In the meantime, although it is a bit pokey the reduction I'm presenting here is still practical. In addition, sometimes just seeing an implementation of something can really crystallize the concepts, so I thought I'd present the reduction here.
The Strategy
The starting point is the Filter Tree reduction of cost-sensitive multiclass classification to importance weighted binary classification. In this reduction, class labels are arranged into a March-madness style tournament, with winners playing winners until one class label emerges victorious: that is the resulting prediction. When two class labels ``play each other'', what really happens is an importance weighted classifier decides who wins based upon the associated instance features $x$.In practice I'm using a particular kind of filter tree which I call a scoring filter tree. Here the importance weighted classifier is constrained to be of the form \[
\Psi_{\nu} (x) = 1_{f (x; \lambda) > f (x; \phi)}.
\] Here $\lambda$ and $\phi$ are the two class labels who are ``playing each other'' to see who advances in the tournament. What this equation says is:
- There is a function $f$ which says how good each class label is given the instance features $x$.

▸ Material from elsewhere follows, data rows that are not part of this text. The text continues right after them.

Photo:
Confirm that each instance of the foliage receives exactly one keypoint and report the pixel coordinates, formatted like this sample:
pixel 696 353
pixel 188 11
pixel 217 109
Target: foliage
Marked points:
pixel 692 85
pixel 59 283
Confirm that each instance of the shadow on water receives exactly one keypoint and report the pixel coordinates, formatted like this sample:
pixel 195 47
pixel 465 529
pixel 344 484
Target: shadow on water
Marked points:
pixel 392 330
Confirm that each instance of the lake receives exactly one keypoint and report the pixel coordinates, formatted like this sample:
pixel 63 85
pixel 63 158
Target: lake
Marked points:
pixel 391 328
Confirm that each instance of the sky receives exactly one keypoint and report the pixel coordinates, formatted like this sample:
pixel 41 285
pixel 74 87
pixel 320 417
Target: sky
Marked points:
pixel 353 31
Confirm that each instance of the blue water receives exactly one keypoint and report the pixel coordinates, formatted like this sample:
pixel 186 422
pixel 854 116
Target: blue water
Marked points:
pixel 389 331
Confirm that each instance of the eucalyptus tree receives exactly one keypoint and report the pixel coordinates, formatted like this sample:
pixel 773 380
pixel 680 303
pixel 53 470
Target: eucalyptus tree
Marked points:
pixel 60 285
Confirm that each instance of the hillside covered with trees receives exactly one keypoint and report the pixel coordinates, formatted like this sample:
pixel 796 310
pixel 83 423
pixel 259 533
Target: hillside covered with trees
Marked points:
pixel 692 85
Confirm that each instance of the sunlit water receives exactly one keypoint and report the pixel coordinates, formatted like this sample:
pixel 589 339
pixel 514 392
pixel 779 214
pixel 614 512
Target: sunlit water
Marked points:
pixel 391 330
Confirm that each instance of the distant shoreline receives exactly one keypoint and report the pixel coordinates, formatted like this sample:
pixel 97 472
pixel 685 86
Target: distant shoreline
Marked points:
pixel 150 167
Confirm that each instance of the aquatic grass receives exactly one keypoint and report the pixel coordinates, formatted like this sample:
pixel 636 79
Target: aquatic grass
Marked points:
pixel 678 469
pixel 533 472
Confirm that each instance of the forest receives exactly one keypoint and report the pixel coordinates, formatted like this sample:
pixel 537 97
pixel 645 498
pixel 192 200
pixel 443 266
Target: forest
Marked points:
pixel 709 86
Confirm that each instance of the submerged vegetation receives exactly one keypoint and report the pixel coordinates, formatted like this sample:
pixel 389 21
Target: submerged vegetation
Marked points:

- The better class label always beats the other class label.
The Implementation
I'll assume that we're trying to classify between $|K|$ labels denoted by integers $\{ 1, \ldots, |K|\}$. I'll also assume an input format which is very close to vowpal's native input format, but with a cost vector instead of a label. \[c_1,\ldots,c_{|K|}\; \textrm{importance}\; \textrm{tag}|\textrm{namespace}\; \textrm{feature} \ldots
\] So for instance a 3 class problem input line might look like \[
0.7,0.2,1.3\; 0.6\; \textrm{idiocracy}|\textrm{items}\; \textrm{hotlatte}\; |\textrm{desires}\; \textrm{i}\; \textrm{like}\; \textrm{money}
\] The best choice (lowest cost) class here is 2.
Test Time
Applying the model is easier to understand than training it, so I'll start there. Within the perl I transform this into a set of vowpal input lines where each line corresponds to a particular class label $n$, \[\; \textrm{tag}|\textrm{namespace}n\; \textrm{feature} \ldots
\] Essentially the cost vector and importance weight are stripped out (since there is no learning happening right now), the tag is stripped out (I handle that separately), and each namespace has the class label appended to it. Since vowpal uses the first letter to identify namespaces, options that operate on namespaces (e.g., -q, --ignore) will continue to work as expected. So for instance continuing with the above example we would generate three lines \[
|\textrm{items}1\; \textrm{hotlatte}\; |\textrm{desires}1\; \textrm{i}\; \textrm{like}\; \textrm{money}\; |\_1\; k
\] \[
|\textrm{items}2\; \textrm{hotlatte}\; |\textrm{desires}2\; \textrm{i}\; \textrm{like}\; \textrm{money}\; |\_2\; k
\] \[
|\textrm{items}3\; \textrm{hotlatte}\; |\textrm{desires}3\; \textrm{i}\; \textrm{like}\; \textrm{money}\; |\_3\; k
\] Each of these lines is fed to vowpal, and the class label that has the lowest vowpal output is selected as the winner of the tournament. That last feature $k$ in the namespace _ is providing a class label localized version of the constant feature that vowpal silently provides on every example.
Train Time
At train time I essentially run the tournament: but since I know the actual costs, I update the classifier based upon who ``should have won''. The importance weight of the update is determined by the absolute difference in costs between the two teams that just played. So in the case of two class labels $i$ and $j$ there will be a training input fed to vowpal of the form, \[1\; \omega\; \textrm{tag}|\textrm{namespace$i$:1}\; \textrm{feature} \ldots |\textrm{namespace$j$:-1}\; \textrm{feature} \ldots |\textrm{\_$i$:-1} \; k\; |\textrm{\_$j$:-1}\; k
\] where $\omega = \textrm{importance} * \mbox{abs} (c_i - c_j)$, i.e., the original importance weight scaled by the absolute difference in the actual costs. Here I'm leveraging the ability to provide a weight on a namespace which multiplies the weights on all the features in the namespace. (What about that pesky constant feature that vowpal always provides? It's still there and really it shouldn't be. The right way to deal with this would be to patch vowpal to accept an option not to provide the constant feature. However I want to present something that works with an unpatched vowpal, so instead I feed another training input with everything negated in order to force the constant feature to stay near zero.)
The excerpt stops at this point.